Measurement of signal intensities of orbital fat and extraocular muscles. The signal intensities of orbital fat (A) and each muscle (B) were measured, as shown, in the left orbit and brain. FAT = orbital fat, SR = superior rectus; IR = inferior rectus; LR = lateral rectus; MR = medial rectus; SO = superior oblique.
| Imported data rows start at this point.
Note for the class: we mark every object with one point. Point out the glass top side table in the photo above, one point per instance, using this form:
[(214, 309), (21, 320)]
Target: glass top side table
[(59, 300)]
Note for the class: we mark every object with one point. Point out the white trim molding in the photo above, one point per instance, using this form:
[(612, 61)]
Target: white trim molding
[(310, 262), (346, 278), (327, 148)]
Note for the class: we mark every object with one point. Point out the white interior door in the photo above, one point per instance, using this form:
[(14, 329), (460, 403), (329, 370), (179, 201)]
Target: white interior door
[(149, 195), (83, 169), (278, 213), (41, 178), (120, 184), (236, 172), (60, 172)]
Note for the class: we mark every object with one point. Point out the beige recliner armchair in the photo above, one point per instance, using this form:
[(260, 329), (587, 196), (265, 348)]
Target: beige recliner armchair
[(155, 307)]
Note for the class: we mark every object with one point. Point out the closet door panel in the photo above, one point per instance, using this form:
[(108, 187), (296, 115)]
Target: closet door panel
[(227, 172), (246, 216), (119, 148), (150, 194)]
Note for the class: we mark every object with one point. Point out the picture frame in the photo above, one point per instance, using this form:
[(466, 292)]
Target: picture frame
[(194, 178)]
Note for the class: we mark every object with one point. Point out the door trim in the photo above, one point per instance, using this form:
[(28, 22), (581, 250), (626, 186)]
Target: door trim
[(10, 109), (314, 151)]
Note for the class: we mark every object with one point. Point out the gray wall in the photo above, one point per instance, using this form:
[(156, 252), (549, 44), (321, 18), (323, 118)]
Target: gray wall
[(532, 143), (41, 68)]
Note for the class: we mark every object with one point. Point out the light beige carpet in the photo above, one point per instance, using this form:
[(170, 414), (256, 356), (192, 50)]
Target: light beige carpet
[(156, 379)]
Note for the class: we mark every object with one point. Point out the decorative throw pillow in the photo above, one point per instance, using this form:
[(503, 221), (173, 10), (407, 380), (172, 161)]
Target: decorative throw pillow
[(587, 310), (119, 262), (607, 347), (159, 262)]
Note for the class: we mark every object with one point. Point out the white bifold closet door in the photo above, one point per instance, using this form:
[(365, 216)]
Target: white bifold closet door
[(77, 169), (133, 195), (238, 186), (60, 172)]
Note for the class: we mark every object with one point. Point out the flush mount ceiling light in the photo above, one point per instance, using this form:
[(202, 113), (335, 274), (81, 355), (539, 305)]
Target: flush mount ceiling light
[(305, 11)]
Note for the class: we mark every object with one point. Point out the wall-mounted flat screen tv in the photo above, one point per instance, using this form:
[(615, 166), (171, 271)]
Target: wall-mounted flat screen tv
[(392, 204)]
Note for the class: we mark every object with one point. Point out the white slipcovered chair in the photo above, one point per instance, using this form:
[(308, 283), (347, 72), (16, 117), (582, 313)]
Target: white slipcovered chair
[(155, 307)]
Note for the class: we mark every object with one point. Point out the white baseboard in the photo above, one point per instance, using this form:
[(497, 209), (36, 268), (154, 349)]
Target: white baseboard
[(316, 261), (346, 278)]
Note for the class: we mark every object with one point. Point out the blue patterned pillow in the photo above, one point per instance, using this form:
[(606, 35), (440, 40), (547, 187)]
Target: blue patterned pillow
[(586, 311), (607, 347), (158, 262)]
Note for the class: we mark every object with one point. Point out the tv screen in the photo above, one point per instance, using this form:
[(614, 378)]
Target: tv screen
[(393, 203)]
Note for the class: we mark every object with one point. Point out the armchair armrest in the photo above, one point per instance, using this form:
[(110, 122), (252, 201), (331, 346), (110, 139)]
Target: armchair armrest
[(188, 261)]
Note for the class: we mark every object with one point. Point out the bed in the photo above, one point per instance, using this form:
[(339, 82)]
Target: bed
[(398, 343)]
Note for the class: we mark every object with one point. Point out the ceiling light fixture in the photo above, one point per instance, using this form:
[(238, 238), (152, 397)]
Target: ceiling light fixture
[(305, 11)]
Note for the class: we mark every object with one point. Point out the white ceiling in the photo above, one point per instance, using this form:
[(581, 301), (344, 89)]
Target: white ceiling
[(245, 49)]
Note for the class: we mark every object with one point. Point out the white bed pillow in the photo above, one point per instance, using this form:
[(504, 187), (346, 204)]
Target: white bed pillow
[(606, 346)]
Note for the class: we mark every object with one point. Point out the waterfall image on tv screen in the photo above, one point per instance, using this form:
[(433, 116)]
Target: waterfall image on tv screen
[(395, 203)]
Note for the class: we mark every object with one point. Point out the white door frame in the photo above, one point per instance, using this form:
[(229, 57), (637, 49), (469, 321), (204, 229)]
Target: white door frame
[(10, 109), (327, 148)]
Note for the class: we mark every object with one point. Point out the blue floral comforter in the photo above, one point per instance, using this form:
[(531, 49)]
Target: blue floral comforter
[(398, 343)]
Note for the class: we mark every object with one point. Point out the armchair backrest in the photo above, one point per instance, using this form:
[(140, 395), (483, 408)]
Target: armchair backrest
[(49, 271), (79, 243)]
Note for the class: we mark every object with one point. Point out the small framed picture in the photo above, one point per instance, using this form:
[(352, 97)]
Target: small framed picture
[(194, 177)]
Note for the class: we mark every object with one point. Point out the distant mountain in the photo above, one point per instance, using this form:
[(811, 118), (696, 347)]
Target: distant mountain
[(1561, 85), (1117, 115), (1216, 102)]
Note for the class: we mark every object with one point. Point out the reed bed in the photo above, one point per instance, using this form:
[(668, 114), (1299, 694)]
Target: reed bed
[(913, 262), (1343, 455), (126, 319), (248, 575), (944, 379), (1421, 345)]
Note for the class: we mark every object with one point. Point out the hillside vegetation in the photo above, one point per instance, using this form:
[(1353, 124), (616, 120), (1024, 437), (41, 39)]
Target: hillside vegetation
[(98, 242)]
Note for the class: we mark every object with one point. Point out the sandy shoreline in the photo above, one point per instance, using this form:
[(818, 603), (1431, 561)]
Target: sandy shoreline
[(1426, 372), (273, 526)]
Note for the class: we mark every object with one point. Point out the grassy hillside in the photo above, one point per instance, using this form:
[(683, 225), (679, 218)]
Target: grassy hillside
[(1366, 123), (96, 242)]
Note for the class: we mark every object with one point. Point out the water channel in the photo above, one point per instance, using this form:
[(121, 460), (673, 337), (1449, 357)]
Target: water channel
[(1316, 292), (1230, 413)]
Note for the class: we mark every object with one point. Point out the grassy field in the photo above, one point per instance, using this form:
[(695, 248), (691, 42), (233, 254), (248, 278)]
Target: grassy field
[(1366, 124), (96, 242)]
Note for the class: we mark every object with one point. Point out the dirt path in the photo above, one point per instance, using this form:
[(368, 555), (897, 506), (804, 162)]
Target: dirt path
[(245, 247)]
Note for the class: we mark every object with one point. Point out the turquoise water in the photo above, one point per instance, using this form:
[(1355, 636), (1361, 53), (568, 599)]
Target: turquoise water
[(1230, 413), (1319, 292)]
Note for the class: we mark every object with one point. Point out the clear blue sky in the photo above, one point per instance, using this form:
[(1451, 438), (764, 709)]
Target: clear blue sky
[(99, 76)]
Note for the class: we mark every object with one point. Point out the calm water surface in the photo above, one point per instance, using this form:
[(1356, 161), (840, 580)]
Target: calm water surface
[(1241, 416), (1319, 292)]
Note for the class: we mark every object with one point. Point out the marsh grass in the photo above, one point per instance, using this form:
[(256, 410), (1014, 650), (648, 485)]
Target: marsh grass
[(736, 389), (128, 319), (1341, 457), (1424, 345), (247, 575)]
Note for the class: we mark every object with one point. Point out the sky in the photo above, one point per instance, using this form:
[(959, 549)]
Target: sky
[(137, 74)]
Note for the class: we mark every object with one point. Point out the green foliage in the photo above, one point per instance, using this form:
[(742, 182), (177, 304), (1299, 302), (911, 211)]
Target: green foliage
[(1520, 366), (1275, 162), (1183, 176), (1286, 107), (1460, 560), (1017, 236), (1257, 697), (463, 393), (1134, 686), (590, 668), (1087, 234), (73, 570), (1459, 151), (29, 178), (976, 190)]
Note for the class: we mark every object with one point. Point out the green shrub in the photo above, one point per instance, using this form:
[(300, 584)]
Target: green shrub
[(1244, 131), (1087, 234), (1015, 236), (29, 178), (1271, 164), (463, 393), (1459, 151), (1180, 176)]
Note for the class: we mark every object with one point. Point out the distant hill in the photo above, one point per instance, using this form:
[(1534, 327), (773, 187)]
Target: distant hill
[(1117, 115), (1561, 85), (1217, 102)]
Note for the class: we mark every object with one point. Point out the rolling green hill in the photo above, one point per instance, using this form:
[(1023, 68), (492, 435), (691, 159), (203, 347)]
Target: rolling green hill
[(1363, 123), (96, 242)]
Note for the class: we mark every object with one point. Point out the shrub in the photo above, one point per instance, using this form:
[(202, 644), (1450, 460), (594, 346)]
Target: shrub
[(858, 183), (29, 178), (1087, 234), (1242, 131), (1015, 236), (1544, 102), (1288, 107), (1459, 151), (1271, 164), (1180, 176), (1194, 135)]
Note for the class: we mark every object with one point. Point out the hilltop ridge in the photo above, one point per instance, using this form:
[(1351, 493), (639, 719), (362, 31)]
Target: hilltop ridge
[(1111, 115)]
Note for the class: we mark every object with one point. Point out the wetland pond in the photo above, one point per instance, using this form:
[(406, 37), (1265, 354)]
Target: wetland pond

Measurement of signal intensities of orbital fat and extraocular muscles. The signal intensities of orbital fat (A) and each muscle (B) were measured, as shown, in the left orbit and brain. FAT = orbital fat, SR = superior rectus; IR = inferior rectus; LR = lateral rectus; MR = medial rectus; SO = superior oblique. To standardize the signal intensity in each tissue, the signal intensity of brain white matter (WM) on STIR images was measured as the “standard” tissue, which was similar to the protocol described in our previous studies[9,16]. The SIRs between the orbital fat or extraocular muscles and the WM of the same slice was calculated. The highest value among the mean SIRs of three consecutive slices in each tissue was considered representative of the SIR for that tissue.

Assessment of CAS

The CAS (maximum score 7 points) was measured in all TAO patients. The CAS consists of seven findings: spontaneous retrobulbar pain; pain on attempted up or down gaze; redness of the conjunctiva; redness of the eyelids; inflammation of the caruncle and/or plica; swelling of the eyelids; and conjunctival edema[22,23]. Patients with CAS ≥ 3/7 were considered as having active TAO[22]. TAO patients were divided into two groups (the active CAS group and inactive CAS group) in the comparison analysis.

Statistical analysis

All statistical analyses were performed using SPSS Statistics 22 software (IBM, Armonk, NY, USA). The normality of the numerical variables was evaluated using the Shapiro–Wilk test. The Tukey HSD test was used to compare the SIRs among the active TAO group, inactive TAO group, and controls. Pearson’s product–moment correlation coefficient or Spearman’s rank correlation coefficient were used to analyze the correlations between the orbital fat SIRs and those of extraocular muscles and the correlations between the SIRs and CAS and age in all TAO patients. The values are expressed as the mean ± SD. A P value of less than 0.05 indicated statistical significance.